The world’s largest digital real estate investment trust accelerated into 2026, fueled by an insatiable appetite for artificial intelligence and cloud infrastructure.

Extending the momentum from a record-setting 2025, Equinix, the Redwood City, Calif.-based data center development firm, reported more leasing and higher revenue growth thanks to the largest first-quarter annualized gross bookings in company history at $378 million. The first three months of 2026 prompted Equinix leadership to hike full-year guidance across the board.

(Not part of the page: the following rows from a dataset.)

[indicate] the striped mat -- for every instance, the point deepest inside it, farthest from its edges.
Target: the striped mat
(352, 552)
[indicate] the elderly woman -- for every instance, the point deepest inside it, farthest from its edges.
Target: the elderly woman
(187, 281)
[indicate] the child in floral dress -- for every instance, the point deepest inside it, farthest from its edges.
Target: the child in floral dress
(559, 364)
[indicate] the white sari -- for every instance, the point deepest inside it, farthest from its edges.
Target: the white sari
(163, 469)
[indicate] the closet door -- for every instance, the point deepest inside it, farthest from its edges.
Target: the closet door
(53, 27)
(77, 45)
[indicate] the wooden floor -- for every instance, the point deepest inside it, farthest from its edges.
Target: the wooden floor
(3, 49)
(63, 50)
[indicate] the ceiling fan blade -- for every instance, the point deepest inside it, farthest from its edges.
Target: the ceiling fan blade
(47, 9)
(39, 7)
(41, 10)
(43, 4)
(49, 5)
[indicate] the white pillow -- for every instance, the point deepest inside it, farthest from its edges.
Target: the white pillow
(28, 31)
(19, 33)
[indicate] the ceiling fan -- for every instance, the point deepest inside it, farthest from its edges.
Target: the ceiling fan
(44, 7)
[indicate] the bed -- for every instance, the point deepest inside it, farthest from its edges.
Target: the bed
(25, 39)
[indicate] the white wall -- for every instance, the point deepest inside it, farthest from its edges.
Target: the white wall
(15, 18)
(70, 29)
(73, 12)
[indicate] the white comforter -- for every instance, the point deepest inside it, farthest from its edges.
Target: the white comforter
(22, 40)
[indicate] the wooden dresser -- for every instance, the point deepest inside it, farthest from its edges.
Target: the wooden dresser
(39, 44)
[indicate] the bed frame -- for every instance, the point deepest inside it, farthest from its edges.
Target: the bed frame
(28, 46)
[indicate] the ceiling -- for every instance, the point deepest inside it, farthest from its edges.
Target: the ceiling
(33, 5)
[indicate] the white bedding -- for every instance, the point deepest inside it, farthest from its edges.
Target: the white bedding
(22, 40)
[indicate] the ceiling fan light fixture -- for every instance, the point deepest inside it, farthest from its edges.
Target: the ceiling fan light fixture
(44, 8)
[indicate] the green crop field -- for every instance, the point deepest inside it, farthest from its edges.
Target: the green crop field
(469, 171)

SEE ALSO: Fed Pauses Interest Rates Again as CRE Awaits New FOMC Chair

“Q1 was also the largest quarter of total sales activity in our history; inclusive of annualized growth bookings and pre-selling activity, total sales activity was up more than 35 percent year-over-year,” CEO Adaire Fox‑Martin said Wednesday on the company’s earnings call.

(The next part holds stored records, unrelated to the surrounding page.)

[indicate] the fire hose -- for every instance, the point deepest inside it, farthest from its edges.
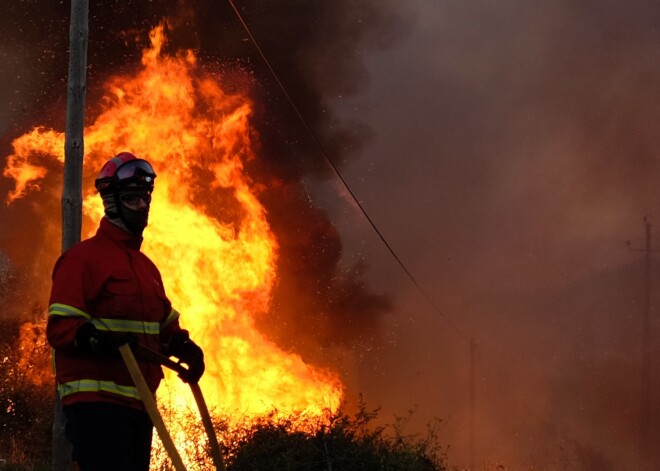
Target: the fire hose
(150, 403)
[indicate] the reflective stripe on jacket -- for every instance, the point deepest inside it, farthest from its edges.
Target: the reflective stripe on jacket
(107, 281)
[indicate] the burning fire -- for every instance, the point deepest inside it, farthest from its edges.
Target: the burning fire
(219, 270)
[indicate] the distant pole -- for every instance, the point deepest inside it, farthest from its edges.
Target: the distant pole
(72, 185)
(646, 445)
(473, 400)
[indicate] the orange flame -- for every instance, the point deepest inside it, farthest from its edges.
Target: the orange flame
(218, 274)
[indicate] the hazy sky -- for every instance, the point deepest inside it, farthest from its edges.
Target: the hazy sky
(514, 152)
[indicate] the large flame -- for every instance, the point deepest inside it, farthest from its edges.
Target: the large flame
(218, 271)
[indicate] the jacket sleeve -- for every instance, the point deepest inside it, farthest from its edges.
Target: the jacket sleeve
(170, 322)
(72, 286)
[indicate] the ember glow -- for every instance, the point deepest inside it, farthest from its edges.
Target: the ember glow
(208, 232)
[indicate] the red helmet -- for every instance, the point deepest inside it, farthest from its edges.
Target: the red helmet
(125, 169)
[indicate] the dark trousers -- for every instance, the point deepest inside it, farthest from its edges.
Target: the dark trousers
(108, 437)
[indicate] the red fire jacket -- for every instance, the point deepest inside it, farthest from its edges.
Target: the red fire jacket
(106, 280)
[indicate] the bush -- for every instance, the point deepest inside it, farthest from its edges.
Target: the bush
(343, 444)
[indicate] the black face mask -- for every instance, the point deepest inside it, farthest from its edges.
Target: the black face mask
(134, 219)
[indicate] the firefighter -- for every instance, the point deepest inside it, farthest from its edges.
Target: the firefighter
(107, 293)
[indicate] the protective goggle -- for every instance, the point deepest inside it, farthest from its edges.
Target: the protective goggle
(138, 170)
(134, 198)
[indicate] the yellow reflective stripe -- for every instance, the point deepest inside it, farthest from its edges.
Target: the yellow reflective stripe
(92, 385)
(65, 310)
(172, 316)
(124, 325)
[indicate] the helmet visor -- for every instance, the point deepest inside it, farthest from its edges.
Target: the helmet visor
(135, 171)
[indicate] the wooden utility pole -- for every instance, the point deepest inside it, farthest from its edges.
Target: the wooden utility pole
(75, 116)
(72, 185)
(646, 444)
(473, 400)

The REIT also reported double-digit annual growth in revenue of $2.44 billion, while net income climbed to $415 million, a 21 percent jump from the same period last year. Adjusted funds from operations (AFFO) — Equinix’s primary cash flow metric — reached $1.07 billion, up 12 percent year-over-year.

“Quarterly AFFO surpassed the $1 billion mark for the first time, increasing 11 percent year-over-year, and AFFO per share was $10.79, up 10 percent year-over-year,” Chief Financial Officer Olivier Leonetti said.

The company completed more than 3,800 transactions with more than 3,100 customers during the quarter, including hyperscalers and AI users. Equinix also reported that its monthly recurring revenue (MRR), a primary indicator of long-term value for the REIT, grew 12 percent year-over-year.

And roughly 60 percent of Equinix’s largest deals in the first quarter were tied to AI.

“A year ago, (conversations with customers) were about piloting AI,” Fox‑Martin said. “Now, our conversations are focused on enterprise-wide adoption at scale. … Eight of the top 10 AI model providers and four of the top five neo-clouds are actively expanding with Equinix.”

Stabilized data centers in Equinix’s portfolio were approximately 82 percent utilized and generated 6 percent year-over-year revenue growth, the firm said.

On the investment front, Equinix continued to scale aggressively. Total capital expenditures reached $1.26 billion in the quarter, including $1.22 billion of nonrecurring expansion tied to new data center development and capacity buildout. The company also announced a definitive agreement with Canada Pension Plan Investment Board to acquire atNorth.

Despite the heavy investment, the company maintained a strong balance sheet, with approximately $7.1 billion in available liquidity.

Equinix now operates 281 data centers across 77 markets globally, with roughly 3 gigawatts of developable capacity supported by land under control.

Looking ahead, Equinix raised its 2026 guidance across several key metrics. The company now expects revenue between $10.14 billion and $10.24 billion, representing roughly 10 to 11 percent annual growth, while adjusted EBITDA is projected to reach up to $5.25 billion. AFFO guidance was also increased to a range of $4.20 billion to $4.28 billion, for a roughly 9 to 11 percent increase year-over-year.

With AI workloads accelerating demand, the company will continue doubling down on both capacity expansion and product innovation. However, that strategy comes with rising capital intensity. Total expected capital expenditures for 2026 are projected to reach roughly $4.1 billion.